La actriz y autora de Algo sobre mi madre. Todo sería demasiado (La Casona del Teatro) escribe aquí sobre lo mucho que le gusta nadar

M

i placer oculto (tampoco tanto, ya que sucede en la playa) es nadar. El colmo del placer es hacer snorkeling, nadar observando la cantidad infinitamente colorida de especies que habitan bajo la superficie del agua. Es el espectáculo más maravilloso, y no es imaginario. Sólo podría ser comparado con un paseo por el espacio, y creo que ni siquiera eso sería algo tan íntimo como compartir el hábitat con otros tantos seres vivos, de tan diferentes formas y de tanta belleza. He visto peces cuadriculados, los he visto fosforescentes, con patas; he visto la variedad de formas y colores más indescriptible, y hasta me he encontrado cara a cara ¡dos veces! con una barracuda. Y ni siquiera eso pudo disminuir mi pasión por el agua y la vida submarina. Tal vez sea porque mi padre me enseñó a nadar desde muy niña y me hizo perderle el miedo al agua. Cuando íbamos a la playa, solía pararme sobre sus hombros y él me hacía saltar desde ahí como desde un trampolín. También mi infancia en Uruguay y la presencia cotidiana de la playa en mi niñez hicieron que yo pudiera lograr esta relación tan especial con el agua. El mar es para mí una mezcla de líquido amniótico, bautismo, baño ritual y agua bendita. El mar me sostiene, me da energía, me hace liviana como una pluma. En él me muevo con facilidad, liberada del peso aplastante de la gravedad.
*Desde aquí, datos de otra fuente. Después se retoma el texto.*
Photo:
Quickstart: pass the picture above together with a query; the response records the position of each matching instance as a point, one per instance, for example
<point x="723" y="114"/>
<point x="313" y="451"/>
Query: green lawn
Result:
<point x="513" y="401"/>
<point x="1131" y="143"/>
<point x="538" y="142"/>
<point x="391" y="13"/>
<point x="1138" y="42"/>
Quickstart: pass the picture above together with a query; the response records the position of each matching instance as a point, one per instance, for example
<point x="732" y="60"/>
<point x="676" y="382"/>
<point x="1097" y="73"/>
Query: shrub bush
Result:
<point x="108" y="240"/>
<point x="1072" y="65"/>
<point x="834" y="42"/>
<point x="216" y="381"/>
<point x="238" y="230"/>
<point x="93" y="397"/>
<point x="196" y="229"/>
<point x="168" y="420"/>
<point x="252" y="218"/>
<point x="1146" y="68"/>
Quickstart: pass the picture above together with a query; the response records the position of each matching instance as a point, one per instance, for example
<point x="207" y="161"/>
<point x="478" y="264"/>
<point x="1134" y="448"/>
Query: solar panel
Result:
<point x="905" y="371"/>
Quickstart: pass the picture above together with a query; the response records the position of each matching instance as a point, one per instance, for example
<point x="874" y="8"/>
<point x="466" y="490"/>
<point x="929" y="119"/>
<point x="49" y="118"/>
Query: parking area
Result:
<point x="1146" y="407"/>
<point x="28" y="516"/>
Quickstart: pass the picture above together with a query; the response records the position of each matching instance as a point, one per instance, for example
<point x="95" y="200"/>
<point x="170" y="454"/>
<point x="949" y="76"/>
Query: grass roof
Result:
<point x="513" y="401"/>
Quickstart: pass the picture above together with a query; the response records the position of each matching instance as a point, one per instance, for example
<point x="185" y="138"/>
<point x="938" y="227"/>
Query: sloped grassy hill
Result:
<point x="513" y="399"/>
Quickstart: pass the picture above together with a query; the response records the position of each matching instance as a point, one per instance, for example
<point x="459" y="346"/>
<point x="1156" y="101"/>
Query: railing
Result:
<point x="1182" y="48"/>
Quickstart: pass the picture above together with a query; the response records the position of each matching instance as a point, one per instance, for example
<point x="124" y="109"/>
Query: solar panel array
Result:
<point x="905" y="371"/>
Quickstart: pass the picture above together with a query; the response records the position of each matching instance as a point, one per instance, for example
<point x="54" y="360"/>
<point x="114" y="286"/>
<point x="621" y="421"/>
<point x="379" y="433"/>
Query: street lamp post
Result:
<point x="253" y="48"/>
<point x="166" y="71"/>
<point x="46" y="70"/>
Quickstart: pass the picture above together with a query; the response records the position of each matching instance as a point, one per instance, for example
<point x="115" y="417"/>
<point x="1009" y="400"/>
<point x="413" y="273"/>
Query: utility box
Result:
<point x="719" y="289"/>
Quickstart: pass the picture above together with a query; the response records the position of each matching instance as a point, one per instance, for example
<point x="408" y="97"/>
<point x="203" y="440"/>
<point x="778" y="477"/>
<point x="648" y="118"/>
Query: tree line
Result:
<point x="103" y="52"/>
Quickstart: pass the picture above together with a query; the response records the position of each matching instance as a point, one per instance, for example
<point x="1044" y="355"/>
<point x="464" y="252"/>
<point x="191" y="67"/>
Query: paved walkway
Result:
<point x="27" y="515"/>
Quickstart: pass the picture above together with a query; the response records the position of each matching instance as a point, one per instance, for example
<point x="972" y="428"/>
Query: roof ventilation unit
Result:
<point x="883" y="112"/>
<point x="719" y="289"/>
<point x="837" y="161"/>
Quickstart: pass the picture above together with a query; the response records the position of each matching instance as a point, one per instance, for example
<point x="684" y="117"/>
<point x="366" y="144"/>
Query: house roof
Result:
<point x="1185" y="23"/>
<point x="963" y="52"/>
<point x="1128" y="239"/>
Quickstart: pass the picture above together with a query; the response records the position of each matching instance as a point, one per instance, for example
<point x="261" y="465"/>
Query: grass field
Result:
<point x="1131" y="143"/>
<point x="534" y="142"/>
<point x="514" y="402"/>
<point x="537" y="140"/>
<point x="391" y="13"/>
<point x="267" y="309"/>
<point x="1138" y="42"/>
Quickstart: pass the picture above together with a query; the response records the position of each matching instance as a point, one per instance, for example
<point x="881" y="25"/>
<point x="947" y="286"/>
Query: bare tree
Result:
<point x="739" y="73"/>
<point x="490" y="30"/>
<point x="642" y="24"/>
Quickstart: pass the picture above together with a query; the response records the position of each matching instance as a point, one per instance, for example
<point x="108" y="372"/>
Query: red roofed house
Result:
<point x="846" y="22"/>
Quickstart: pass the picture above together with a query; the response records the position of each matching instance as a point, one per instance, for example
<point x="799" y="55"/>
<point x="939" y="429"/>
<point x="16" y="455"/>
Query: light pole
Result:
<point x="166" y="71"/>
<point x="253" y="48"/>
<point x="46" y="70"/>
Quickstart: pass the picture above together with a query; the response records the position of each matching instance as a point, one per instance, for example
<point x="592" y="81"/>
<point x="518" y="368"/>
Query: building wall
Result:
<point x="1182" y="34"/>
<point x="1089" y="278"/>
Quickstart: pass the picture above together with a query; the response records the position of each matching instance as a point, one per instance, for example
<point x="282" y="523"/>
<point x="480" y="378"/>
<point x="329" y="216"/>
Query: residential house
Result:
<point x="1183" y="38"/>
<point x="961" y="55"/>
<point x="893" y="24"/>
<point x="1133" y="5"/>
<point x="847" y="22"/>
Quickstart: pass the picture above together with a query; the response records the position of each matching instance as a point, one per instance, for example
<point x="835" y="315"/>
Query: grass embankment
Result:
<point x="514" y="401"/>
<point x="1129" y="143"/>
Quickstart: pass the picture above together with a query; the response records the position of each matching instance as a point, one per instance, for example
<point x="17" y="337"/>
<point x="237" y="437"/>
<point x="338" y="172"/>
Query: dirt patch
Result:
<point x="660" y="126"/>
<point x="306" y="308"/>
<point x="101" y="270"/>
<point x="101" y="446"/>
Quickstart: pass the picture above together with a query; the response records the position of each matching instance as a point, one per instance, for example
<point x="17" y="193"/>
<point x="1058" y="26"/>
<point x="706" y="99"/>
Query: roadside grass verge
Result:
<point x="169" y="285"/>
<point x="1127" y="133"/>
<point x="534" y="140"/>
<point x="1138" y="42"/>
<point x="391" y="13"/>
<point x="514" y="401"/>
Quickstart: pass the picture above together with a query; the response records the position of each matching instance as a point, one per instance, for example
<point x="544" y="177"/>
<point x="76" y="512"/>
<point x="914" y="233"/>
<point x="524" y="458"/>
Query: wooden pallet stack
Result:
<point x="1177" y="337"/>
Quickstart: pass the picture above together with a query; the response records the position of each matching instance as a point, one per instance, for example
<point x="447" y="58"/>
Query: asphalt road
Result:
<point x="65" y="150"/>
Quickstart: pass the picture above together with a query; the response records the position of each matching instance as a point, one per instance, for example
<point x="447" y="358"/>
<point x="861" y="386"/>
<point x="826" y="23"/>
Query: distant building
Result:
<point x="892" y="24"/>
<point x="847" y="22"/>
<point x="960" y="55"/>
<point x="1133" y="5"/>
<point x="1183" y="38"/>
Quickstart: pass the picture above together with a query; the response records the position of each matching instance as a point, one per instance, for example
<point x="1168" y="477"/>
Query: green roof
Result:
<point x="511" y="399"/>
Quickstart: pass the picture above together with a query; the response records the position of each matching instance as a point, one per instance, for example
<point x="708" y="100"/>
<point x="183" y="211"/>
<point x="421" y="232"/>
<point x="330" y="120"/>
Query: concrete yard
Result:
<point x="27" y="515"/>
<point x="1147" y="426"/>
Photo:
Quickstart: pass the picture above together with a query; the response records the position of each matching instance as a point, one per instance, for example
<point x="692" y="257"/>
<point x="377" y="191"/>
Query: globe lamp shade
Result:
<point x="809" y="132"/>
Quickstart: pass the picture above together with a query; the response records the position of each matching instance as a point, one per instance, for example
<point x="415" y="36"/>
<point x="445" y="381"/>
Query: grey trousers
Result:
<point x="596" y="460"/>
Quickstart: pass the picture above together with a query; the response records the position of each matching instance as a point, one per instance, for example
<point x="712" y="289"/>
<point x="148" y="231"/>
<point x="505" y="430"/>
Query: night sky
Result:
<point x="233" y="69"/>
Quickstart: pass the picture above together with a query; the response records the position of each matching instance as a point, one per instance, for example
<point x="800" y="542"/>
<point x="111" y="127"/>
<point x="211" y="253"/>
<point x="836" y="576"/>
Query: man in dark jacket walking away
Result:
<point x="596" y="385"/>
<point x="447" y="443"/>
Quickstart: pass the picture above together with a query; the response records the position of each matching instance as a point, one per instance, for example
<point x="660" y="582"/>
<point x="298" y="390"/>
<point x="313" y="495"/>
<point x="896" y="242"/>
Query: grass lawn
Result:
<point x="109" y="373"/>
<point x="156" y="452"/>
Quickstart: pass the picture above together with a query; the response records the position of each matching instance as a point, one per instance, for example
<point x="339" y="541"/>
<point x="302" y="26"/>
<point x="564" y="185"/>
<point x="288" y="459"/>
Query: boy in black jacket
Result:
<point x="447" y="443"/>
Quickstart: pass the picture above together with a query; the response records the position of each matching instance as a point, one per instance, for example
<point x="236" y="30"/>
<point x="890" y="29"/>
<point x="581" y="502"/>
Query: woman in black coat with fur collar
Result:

Pero a la hora de identificarme, y a pesar de que reconozco al agua como mi elemento natural, no me siento comparable con un pez o una sirena. Más bien, me encuentro parecida a las morsas, que son pesadas cuando están en la tierra pero se vuelven gráciles y livianas apenas entran en el mar. Una de las especies que más bellas me parecen son las medusas. Realmente me fascinan, ya que tienen, a mi entender, un diseño perfecto. Y ni hablar de las que viven en la profundidad. Porque ésas, además, encienden unas luces fosforescentes, lo que, junto con su movimiento mórbido, las convierte en un espectáculo alucinante. Cuando las encuentro, no puedo dejar de pensar en mi tatarabuela, ya que soy una evolucionista, convencida de que toda la vida comenzó en el mar. Pero a pesar de eso, se ve que ellas no me reconocen: el verano pasado me picaron sin clemencia todo el tiempo. Al final, los miembros de tu familia son los peores.